Spielberg et les autres


Qu'est-ce qui peut hanter Spielberg pour revenir plusieurs fois sur l'esclavage ? Bien avant Lincoln, La Couleur pourpre puis Amistad annonçaient déjà un sujet qui en dit long sur son auteur. Sur deux fronts (l'un la condition féminine des Afro-Américaines au début du XXe siècle, l'autre le procès des esclaves qui mena à la guerre de Sécession), Spielberg s'est évertué à filmer son pays et le peuple noir américain. Avec une telle vigueur volontariste que les deux films figurent parmi les plus décriés de sa filmographie. En cause une représentation épineuse qui, entre le mélo biblique Oprah Winfreyisé  – La Couleur pourpre, mal reçu par la communauté noire à sa sortie – et l'exercice de pénitence vantant les valeurs de la Constitution américaine  – Amistad, tourné pour corriger la réception critique du premier –, chaque film fait de cet Autre, l'esclave, le noir, une drôle de figure. On s'explique : en se penchant sur l'esclavage ou la ségrégation, Spielberg vante moins les vertus des Droits de l'homme qu'il traite de sa plus grande angoisse, la perte identitaire.

Au fond, peu importe qu'il s'agisse des Noirs, des femmes, d'un nazi, d'un voyageur bloqué dans un aéroport, d'un alien ou même d'un requin, il y a toujours un autre chez Spielberg.
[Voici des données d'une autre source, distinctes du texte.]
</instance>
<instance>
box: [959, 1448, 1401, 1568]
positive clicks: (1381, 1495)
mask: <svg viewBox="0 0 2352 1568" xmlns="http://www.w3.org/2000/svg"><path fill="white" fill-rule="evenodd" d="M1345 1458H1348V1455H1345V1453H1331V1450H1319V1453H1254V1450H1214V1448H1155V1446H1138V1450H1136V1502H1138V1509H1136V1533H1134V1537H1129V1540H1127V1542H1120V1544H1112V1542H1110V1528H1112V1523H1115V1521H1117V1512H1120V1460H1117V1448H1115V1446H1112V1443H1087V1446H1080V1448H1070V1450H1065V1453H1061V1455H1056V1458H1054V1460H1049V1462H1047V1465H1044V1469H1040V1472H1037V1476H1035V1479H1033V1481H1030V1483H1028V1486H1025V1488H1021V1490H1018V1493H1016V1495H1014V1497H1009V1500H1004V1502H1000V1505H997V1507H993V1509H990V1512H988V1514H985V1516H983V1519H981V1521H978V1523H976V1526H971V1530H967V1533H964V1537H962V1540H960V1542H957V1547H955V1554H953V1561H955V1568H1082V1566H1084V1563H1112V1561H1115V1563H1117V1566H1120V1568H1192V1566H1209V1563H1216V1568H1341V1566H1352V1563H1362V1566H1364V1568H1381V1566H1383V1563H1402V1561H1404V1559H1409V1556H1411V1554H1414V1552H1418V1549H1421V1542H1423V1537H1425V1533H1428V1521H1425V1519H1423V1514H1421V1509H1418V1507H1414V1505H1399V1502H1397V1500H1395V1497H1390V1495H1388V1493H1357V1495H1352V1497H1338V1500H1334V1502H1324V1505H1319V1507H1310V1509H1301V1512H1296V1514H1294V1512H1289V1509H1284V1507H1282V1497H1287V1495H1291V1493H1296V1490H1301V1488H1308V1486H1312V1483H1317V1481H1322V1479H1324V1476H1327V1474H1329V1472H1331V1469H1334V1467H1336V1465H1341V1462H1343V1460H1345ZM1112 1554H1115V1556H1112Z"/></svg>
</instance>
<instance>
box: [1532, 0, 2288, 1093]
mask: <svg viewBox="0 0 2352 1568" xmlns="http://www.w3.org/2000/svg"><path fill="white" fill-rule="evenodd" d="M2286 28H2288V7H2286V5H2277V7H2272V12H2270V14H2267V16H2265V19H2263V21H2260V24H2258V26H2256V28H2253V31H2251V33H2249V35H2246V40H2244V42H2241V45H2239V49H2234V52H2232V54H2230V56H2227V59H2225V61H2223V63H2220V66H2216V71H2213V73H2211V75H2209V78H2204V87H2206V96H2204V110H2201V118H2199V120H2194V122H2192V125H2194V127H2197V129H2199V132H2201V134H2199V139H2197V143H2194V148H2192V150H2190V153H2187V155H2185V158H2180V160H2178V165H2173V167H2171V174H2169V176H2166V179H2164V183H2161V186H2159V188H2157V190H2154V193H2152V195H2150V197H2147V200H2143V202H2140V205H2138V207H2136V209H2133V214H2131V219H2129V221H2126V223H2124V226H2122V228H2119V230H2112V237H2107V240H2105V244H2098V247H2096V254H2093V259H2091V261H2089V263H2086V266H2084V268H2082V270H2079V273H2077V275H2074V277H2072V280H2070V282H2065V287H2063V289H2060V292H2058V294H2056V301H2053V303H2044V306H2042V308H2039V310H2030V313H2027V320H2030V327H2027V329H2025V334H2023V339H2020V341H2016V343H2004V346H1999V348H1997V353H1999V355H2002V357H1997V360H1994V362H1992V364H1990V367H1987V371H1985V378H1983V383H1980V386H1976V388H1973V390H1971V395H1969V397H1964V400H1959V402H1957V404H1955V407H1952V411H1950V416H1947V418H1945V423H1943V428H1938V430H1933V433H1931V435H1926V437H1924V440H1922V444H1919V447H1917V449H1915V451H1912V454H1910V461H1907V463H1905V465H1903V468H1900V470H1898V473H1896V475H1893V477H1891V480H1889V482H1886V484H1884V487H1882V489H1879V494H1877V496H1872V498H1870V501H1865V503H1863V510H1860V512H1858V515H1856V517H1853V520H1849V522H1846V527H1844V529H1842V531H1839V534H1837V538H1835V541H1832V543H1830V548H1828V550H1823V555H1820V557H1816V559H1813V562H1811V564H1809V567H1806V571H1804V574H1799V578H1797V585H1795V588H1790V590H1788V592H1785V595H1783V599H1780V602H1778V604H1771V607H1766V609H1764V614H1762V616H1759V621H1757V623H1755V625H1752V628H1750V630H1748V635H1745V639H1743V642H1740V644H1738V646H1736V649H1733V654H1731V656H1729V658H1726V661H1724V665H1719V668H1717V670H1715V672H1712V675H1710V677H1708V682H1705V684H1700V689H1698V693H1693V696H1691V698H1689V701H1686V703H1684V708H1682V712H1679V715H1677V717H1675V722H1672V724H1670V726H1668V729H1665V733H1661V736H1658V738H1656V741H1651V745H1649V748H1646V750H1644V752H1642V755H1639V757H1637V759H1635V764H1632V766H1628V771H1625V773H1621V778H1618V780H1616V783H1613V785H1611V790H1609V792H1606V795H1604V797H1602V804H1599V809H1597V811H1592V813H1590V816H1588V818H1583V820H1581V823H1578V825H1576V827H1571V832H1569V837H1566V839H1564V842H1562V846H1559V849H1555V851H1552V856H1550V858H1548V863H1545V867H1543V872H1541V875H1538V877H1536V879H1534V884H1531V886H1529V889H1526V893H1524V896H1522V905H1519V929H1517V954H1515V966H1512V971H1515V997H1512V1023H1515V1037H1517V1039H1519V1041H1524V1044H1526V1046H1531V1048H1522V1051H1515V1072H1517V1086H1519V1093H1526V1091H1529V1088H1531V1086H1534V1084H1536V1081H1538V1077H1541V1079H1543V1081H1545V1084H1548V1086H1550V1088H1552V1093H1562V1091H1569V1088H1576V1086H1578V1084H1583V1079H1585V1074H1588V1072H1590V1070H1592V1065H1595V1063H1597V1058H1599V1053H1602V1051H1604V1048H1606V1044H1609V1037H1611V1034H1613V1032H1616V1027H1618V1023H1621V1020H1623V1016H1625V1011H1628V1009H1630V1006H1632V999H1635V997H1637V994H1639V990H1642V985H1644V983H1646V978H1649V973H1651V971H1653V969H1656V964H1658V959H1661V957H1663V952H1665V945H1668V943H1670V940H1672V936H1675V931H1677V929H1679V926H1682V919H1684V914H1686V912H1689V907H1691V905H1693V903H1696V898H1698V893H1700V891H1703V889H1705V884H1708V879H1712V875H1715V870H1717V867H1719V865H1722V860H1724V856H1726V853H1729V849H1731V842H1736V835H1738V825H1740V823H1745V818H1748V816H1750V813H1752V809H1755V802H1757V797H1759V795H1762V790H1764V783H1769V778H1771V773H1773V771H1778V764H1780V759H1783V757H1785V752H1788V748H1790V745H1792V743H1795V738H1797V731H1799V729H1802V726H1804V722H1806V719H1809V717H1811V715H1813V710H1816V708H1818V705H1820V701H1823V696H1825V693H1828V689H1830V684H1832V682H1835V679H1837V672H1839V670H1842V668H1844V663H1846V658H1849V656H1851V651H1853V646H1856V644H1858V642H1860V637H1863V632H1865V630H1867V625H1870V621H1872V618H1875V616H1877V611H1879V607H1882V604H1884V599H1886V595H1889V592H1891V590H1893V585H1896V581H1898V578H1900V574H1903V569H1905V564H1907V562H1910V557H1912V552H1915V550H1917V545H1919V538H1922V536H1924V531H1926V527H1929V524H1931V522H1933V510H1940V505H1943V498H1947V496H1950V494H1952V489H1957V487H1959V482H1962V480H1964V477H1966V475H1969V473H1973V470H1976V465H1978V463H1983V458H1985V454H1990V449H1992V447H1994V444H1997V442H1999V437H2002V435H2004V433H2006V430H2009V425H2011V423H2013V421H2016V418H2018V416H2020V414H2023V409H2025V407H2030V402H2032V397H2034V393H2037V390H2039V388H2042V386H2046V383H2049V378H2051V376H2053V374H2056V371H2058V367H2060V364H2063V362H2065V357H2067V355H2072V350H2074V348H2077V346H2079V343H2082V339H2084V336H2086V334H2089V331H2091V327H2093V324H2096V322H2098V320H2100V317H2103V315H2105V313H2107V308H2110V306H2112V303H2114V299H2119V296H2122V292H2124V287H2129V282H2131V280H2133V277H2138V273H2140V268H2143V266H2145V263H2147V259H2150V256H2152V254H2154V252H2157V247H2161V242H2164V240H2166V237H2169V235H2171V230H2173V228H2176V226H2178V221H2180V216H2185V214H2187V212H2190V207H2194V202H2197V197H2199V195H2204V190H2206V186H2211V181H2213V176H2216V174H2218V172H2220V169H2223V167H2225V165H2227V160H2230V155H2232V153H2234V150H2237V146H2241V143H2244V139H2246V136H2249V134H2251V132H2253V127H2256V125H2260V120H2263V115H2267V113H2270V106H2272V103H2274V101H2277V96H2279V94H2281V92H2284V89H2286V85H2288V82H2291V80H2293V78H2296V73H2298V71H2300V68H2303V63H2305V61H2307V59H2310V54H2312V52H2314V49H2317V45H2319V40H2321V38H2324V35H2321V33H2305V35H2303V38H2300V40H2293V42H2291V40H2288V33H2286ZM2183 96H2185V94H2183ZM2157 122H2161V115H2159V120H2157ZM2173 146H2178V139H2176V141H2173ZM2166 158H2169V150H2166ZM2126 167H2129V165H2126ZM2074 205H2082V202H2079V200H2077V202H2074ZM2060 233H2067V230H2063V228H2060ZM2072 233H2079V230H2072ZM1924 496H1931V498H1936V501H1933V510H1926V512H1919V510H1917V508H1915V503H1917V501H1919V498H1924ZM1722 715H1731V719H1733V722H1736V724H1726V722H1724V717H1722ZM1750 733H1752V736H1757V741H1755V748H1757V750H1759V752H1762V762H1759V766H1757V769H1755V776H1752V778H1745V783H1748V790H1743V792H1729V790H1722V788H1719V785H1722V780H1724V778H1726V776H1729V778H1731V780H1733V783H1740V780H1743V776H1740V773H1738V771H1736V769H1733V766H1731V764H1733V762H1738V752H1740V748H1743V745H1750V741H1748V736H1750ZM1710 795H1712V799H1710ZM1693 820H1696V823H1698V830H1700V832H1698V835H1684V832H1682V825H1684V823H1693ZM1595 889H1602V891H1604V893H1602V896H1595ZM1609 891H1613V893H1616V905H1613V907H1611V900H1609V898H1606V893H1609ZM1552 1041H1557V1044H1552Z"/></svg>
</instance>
Un autre symbolique et interchangeable qui ne sert qu'à questionner, mettre en péril puis conforter celui qu'il croise. Ainsi, les héros d'Amistad peuvent repartir vers l'Afrique après avoir renforcé (malgré eux) les valeurs américaines ; ainsi E.T peut-il rentrer chez lui après avoir ressoudé la communauté. A l'image de Tom Hanks dans Le Terminal qui repart en ayant à peine vu New York, ce grand autre qui fascine tant Spielberg ne reste jamais, il doit toujours s'en aller, quand il n'est pas tué. La rencontre est forcément passagère, ne servant qu'à consolider des personnages ou une nation. L'esclavage n'est finalement que la grande cause morale d'un auteur qui avec Lincoln prolonge ses obsessions.